In Git, what is the purpose of the index?

269 views Asked by At

I understand that the typical Git workflow is a three step process: (modify files in work tree) -> (modify the index with git add/rm/etc) -> (run git commit).

However, why doesn't Git just treat the work tree as the staging area? E.g., you modify a file and it's automatically "staged" for commit unless you specifically tell git not to stage it. This is more of an "opt-out" approach rather than "opt-in", which makes sense to me because 99% of the files in your work tree will be committed. It would also render the whole git stash mechanism redundant, as you could simply create a temporary branch from your work tree rather than save a stash to apply later on.

If there's a valid reason for the separation between the work tree and the index, I'd love to hear it... perhaps my confusion is stemming from the fact that I haven't fully got my head around Git as yet.

2

There are 2 answers

0
Bart Jedrocha On

The Git site actually has a good explanation of what the staging area is, the reason why it exists, the benefits it offers, and a way to bypass it when making your commits.

Taken from http://git-scm.com/about/staging-area

Staging Area

Unlike the other systems, Git has something called the "staging area" or "index". This is an intermediate area where commits can be formatted and reviewed before completing the commit.

One thing that sets Git apart from other tools is that it's possible to quickly stage some of your files and commit them without committing all of the other modified files in your working directory or having to list them on the command line during the commit.

This allows you to stage only portions of a modified file. Gone are the days of making two logically unrelated modifications to a file before you realized that you forgot to commit one of them. Now you can just stage the change you need for the current commit and stage the other change for the next commit. This feature scales up to as many different changes to your file as needed.

Of course, Git also makes it easy to ignore this feature if you don't want that kind of control — just add a '-a' to your commit command in order to add all changes to all files to the staging area.

Hope this helps. Cheers!

2
torek On

Mercurial is basically "git without an index", and as such, is proof that it can be done. Any "why" question falls into a lot of grey areas. But this is what the index provides:

  • Very fast "git commit": the index already contains the next commit; it merely needs to be re-formatted into tree objects and a final commit object.
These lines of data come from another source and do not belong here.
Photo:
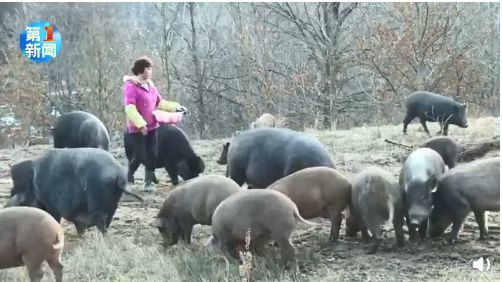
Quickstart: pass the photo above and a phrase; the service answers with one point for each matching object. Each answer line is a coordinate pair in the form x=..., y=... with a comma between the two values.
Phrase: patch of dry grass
x=132, y=252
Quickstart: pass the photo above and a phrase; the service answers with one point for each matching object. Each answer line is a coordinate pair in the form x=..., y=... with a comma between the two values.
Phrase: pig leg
x=237, y=175
x=288, y=252
x=481, y=220
x=412, y=233
x=173, y=173
x=186, y=230
x=80, y=229
x=133, y=166
x=34, y=268
x=376, y=238
x=445, y=129
x=441, y=125
x=99, y=220
x=424, y=125
x=409, y=117
x=258, y=245
x=422, y=230
x=458, y=220
x=336, y=221
x=57, y=268
x=398, y=230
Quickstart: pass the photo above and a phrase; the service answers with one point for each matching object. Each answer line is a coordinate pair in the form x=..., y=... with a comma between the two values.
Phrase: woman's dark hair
x=141, y=64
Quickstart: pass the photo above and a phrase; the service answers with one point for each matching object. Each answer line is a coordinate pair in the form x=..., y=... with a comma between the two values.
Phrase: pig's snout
x=415, y=222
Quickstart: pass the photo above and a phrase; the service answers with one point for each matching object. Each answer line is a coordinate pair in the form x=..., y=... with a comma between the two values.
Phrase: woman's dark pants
x=145, y=152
  • A staging area, so that you can make the commit not match the working directory. (Not everyone believes this is a good thing.) In Mercurial, to commit files A and C while omitting the work version of B, you must issue the commit command with the names of all the files to include (or exclude) spelled out all at once. In git, you can set up a stage, run git diff --cached (or --staged), decide if it's right or needs tweaking, git add or git reset to adjust the stage, run another git diff --cached, and so on. (In Mercurial I've found it's by far easiest to achieve the same thing by moving all the "unwanted" changes out of the repository area, hg commit, then move those changes back.)

  • Ease of amending unpublished commits. Having gotten used to the staging area and amending process in git, when I did an amend in Mercurial I was surprised to find my entire current work tree became the new amended commit. (I should not have been surprised, but I was! Again this goes back to the different philosophy: in hg, you move the "not ready yet" parts out of the repo entirely, lest they sneak in.)
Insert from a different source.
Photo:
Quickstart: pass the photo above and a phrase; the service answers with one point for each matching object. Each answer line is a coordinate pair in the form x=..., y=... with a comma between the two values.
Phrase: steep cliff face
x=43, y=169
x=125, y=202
  • Tricky hacks. (Again, not everyone believes this is a good thing.) In particular you can set bits in the index like "assume unchanged" or "intent to add", which affect future commits (again because the index is, in a sense, "the next commit being built").
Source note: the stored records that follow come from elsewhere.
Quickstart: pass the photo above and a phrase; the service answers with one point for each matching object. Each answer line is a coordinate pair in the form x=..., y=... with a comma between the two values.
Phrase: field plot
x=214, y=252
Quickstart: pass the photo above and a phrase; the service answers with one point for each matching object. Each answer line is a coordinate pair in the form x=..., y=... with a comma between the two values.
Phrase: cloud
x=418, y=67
  • A way to hold on to, and hence easily access, files being merged, when there is a merge conflict.

That last one deserves some extra explanation. Suppose you are merging old-fix into feature, and in feature, a file was renamed FA. The merge realizes that it needs to get the file (under its old name) from branch old-fix, and FA from feature, and merge them. But there is a merge conflict, and your version system stops and needs your help in completing the merge.

Now suppose you want to look at the version of FA in old-fix, comparing it to FA in feature. If you literally check out branch old-fix, there is no file named FA! But git stores it in the index so that you can see it, without having to know what the old name was, since the index is constructing the next commit (which retains the new FA name).

You can also look at the feature version, although of course that's easier since you know it's named FA. But it's there in the index. In addition, the common (base) version (which is also under the same old name as in old-fix) is in the index, as noted in gitrevisions:

A colon, optionally followed by a stage number (0 to 3) and a
colon, followed by a path, names a blob object in the index at the
given path. A missing stage number (and the colon that follows it)
names a stage 0 entry. During a merge, stage 1 is the common
ancestor, stage 2 is the target branch's version (typically the
current branch), and stage 3 is the version from the branch which
is being merged.

That is, :1:FA is the common ancestor for file FA, :2:FA is feature's version, and :3:FA is old-fix's version.

All of this fine control results in some mistakes for beginners (or even experts, sometimes) so Mercurial's index-less version may suit your work better. However, using git commit -a, you get essentially the same behavior as with Mercurial, so you can often ignore it until you want it.